The stakes are high. Figures from European Audiovisual Laboratory, a European Commission Group based in France, laid out the UK’s market prominence in a recent report:
- The UK is the largest audiovisual market in the EU and accounts for 12 percent of TV households.
- The UK accounts for 21 percent of the audiovisual EU28 market revenues, similar in size to the German market and 45 percent bigger than the French market.
- On average, the U.K. market grows slightly faster (2.1 percent between 2011 and 2016) than the total EU28 market (1.7 percent).
- Media groups based in the UK account for 27 percent of the revenues of the EU28 top 100 audiovisual companies versus 13 percent for Germany and France, respectively.
- The UK hosts three of the top 10 EU28 groups (Sky, BBC, ITV) in addition to subsidiaries of various major U.S. media groups.
Wait for the credits to roll
But without new laws to spell out how all of this works post-Brexit (if, indeed, Brexit occurs), the absence of long-term clarity is a concern, despite the current upsides.

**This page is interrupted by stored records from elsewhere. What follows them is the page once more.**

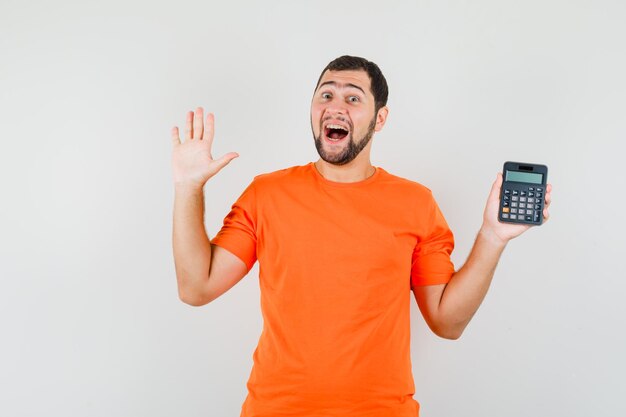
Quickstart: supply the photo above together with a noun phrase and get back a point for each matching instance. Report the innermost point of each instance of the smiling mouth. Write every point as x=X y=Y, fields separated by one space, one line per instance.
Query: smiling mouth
x=335 y=133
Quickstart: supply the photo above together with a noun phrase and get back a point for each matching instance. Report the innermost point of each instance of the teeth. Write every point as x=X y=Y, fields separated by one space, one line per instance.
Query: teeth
x=332 y=126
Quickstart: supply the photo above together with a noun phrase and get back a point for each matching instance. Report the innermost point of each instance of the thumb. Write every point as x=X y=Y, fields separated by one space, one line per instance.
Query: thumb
x=494 y=194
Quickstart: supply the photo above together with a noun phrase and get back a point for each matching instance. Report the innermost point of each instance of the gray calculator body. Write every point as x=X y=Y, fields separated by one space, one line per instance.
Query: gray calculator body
x=522 y=196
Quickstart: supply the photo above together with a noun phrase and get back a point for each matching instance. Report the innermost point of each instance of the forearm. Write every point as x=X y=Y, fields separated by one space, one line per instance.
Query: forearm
x=467 y=288
x=191 y=245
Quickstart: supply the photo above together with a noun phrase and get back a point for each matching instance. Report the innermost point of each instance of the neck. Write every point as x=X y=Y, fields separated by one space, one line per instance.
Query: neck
x=350 y=172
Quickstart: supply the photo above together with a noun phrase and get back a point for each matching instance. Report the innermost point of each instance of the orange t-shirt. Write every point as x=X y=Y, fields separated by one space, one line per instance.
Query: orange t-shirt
x=336 y=265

“We haven’t yet seen how Brexit — if it happens — will impact on things like work visas and what exemptions might be negotiated,” says Born. “Free movement of people within the EU has meant that there are a lot of skilled European filmmakers based here and working as vital parts of the production community. Although most will likely be able to remain post-Brexit, whether they will feel the UK is as hospitable and welcoming a place to live and work is open to be seen.”
“We’re very concerned that the limited rights that came from Europe could be eroded.”
Lennon hopes the ranks of civil servants charged with getting Brexit’s details right can come up with something like a three-month work visa for the industry, long enough to let work go on as usual but with still enough time built in to adjust to a non-EU United Kingdom. He and other industry leaders are seeking a similar provision for the free movement of goods related to production.
More importantly, he hopes the UK’s withdrawal from Europe won’t erode the labor protections his members rely on now. The European Parliament recently passed a law conferring added protections for gig economy workers, covering payment for canceled jobs and training, as well as banning contractual language that prevents freelancers from working for other companies.
“We’re focused on the protection of the rights of EU citizens in the industry who are here already, but we’re also aware that, for our members who are freelance and do have some workers’ rights, that all of those rights came from Europe,” he says. “We’re very concerned that the limited rights that came from Europe could be eroded” if and when Brexit finally transpires.The end could be grindingly dull, confusingly awkward, chaotically inept, or it may never arrive. Keep watching; the trailer’s still rolling.